En la búsqueda que vamos a emprender ahora, es de prever que la forma y las transformaciones de las figuras del cuerpo permitan captar, o al menos representar, las operaciones profundas del proceso semiótico que conducen los cuerpos-actantes. Y eso podría significar que, entre el cuerpo como sustrato de las operaciones semióticas profundas, por una parte, y las figuras del cuerpo que vemos aparecer en las semióticas-objeto concretas, por otra, habría un lugar para un recorrido generativo de la significación, recorrido que no sería ya formal y lógico, sino fenoménico y encarnado.

Por esa razón, daremos gran importancia a las figuras semióticas del cuerpo (especialmente a las del movimiento y a las de la envoltura corporal, aunque también a algunas otras) para acceder, a través de ellas, a una semiosis en acto. Por esa misma razón, nos interesaremos en las diferentes formas de los campos sensibles y perceptivos, porque ellas fundamentan las formas del campo enunciativo de las semióticas-objeto particulares.

El proceder que nos proponemos seguir aquí tendrá lugar en dos momentos: «I. El cuerpo del actante: cuerpo-actante y cuerpo-sensible»; «II. Figuras semióticas del cuerpo: figuras de huella y de memoria», y obedece globalmente a estas últimas hipótesis de trabajo: (I) reconocer que el actante es un cuerpo (y no solamente que «tiene cuerpo») es también preguntarse por los efectos de ese cuerpo sobre la formación de la semiosis y sobre las instancias que la toman a cargo, así como sobre la teoría del acto y de la acción, de los que él es el operador. (II) Dar cuenta de las figuras semióticas del cuerpo propiamente dichas nos obligará a cruzar dos determinaciones complementarias: por un lado, las formas significantes específicas de la polisensorialidad, y, por otro, las formas significantes de la memoria del cuerpo y del discurso a la vez. Pero ahora, por un retorno que no estuvo al comienzo atendido, el estudio de las figuras semióticas del cuerpo desembocará en la concepción y definición de uno de los procesos fundamentales de la semiosis en general, así como de la enunciación, y, con este título, en una generalización de las propiedades de la huella y del testimonio.
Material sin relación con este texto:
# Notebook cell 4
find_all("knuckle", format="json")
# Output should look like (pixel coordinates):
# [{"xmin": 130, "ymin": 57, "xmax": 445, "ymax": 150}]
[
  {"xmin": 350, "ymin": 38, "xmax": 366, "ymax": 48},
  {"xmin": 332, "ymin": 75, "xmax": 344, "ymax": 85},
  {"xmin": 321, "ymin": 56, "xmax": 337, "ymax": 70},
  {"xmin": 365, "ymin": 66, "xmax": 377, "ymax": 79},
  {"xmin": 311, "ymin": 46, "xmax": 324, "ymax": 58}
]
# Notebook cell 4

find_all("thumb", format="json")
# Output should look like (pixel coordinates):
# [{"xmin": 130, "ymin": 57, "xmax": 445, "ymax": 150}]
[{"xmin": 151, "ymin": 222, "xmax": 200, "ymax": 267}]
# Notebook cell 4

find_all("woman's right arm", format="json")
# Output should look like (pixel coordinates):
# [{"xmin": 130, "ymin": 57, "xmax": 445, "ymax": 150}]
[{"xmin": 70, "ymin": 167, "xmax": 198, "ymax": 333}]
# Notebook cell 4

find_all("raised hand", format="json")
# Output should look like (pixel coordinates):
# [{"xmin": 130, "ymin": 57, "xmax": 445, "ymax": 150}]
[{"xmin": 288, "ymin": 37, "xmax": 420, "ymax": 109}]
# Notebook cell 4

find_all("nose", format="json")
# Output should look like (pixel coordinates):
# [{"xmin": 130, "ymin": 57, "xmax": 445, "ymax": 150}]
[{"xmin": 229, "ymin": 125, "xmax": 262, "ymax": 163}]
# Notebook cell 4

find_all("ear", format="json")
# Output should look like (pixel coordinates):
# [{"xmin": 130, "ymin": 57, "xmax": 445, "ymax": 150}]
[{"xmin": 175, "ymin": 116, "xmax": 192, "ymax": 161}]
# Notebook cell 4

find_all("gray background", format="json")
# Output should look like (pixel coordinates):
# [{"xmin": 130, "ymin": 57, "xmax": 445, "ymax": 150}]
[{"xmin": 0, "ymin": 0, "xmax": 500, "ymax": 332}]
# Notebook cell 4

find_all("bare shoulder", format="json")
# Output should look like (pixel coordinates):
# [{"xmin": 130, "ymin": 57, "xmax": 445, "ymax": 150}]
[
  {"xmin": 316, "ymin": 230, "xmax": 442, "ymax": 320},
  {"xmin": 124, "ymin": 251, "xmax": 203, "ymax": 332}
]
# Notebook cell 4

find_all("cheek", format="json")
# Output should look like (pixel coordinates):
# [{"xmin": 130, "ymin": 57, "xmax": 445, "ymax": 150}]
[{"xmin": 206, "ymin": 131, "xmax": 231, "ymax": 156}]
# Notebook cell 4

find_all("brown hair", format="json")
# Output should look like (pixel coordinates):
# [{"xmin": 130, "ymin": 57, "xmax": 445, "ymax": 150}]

Para sacar todas las consecuencias de esta hipótesis, el espacio de un libro no es suficiente. Se podrá ver, sin embargo, cómo el actante recupera la significación de sus errores y de sus lapsus; cómo el actor se multiplica en fuerza, forma y aura; cómo los contenidos de significación se encierran en el interior de contenientes; cómo los soportes semióticos se convierten en membranas y en soportes que reciben proyecciones e inscripciones; cómo las transformaciones figurativas se someten a las interacciones entre el sustrato material, las energías y la forma de las membranas que las contienen. Se verá, en fin, cómo se desarrolla el hilo del discurso sobre el fondo de la acumulación y de la memoria de las interacciones que se producen entre figuras encarnadas, gracias a las huellas que han dejado en su entorno y a aquellas otras que se dejan leer en su propio cuerpo.